2. Results of the two-year exposure of mice

• Weight and weight gain and survival

  • Survival probability: Significantly increased in 5 W/kg GSM-exposed and 2.5 W/kg CDMA-exposed male mice compared with sham-exposed control group. The survival probability of male and female mice of the other exposed groups was equal to that of the sham-exposed control groups.
  • Weight and weight gain did not differ between exposed and sham-exposed mice in both modulations.

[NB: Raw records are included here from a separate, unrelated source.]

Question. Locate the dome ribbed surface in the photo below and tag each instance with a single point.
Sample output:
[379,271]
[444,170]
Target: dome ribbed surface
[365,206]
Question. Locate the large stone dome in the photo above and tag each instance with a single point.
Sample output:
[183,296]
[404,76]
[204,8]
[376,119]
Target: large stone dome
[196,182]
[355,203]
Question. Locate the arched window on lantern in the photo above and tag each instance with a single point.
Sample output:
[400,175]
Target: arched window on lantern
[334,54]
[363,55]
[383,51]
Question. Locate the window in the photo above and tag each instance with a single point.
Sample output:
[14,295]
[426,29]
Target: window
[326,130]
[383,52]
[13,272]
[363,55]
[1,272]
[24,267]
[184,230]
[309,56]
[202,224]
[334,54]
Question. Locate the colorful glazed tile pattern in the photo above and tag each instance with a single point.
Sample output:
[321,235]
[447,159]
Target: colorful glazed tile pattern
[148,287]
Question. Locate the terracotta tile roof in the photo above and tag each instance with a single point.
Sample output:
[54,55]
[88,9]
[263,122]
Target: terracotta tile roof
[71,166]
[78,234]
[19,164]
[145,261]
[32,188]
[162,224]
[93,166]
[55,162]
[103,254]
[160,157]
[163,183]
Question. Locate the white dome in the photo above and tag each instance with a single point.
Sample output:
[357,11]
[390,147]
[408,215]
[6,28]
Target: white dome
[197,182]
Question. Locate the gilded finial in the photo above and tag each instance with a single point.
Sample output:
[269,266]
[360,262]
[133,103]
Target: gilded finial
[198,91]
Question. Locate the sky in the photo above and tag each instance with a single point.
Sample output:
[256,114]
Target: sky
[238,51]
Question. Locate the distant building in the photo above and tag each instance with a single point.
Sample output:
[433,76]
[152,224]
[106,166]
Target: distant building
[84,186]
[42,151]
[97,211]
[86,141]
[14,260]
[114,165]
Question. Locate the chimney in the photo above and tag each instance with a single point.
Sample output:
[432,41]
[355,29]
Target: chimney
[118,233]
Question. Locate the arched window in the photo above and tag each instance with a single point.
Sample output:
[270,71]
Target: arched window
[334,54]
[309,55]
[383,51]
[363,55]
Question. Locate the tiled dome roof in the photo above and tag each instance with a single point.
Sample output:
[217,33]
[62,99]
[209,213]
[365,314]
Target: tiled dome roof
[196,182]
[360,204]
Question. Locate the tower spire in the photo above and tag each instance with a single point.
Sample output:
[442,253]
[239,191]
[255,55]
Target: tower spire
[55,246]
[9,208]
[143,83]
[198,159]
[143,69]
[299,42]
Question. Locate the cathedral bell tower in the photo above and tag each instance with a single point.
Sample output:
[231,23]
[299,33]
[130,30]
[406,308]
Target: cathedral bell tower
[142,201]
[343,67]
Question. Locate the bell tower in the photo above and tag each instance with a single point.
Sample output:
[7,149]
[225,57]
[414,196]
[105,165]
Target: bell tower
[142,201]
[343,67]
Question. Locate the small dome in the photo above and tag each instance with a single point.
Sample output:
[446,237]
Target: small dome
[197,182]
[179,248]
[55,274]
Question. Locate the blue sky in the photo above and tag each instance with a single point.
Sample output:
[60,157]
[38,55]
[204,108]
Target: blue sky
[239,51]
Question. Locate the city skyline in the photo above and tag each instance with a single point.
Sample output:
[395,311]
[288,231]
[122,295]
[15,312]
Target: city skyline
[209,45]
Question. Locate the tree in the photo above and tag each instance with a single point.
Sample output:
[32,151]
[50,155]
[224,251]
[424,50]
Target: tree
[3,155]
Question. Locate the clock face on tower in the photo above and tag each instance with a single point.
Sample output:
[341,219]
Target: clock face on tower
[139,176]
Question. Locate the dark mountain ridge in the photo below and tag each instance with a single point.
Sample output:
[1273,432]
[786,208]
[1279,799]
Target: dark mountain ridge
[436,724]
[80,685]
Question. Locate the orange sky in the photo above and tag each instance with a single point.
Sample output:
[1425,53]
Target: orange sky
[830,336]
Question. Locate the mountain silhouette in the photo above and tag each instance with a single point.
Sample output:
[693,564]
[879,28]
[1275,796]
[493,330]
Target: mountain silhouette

• Neoplastic and non-neoplastic lesions

  • Liver tumours: Significantly increased incidences of hepatocellular adenomas at 2.5 W/kg CDMA (52/66*/55/62) and hepatoblastomas at 5 W/kg CDMA (6/6/16*/7) in male mice.
  • Skin tumours: Increased but not significant at 5 and 10 W/kg GSM in male mice (1/1/5/4).
  • Lung tumours: Significant increase with increasing exposure in male mice with GSM (23/24/32/34).
  • Malignant lymphoma: Increases in all GSM- (2/13*/9*/6) and CDMA- (2/9*/6/7) exposed female mice.
  • Heart and brain were unremarkable.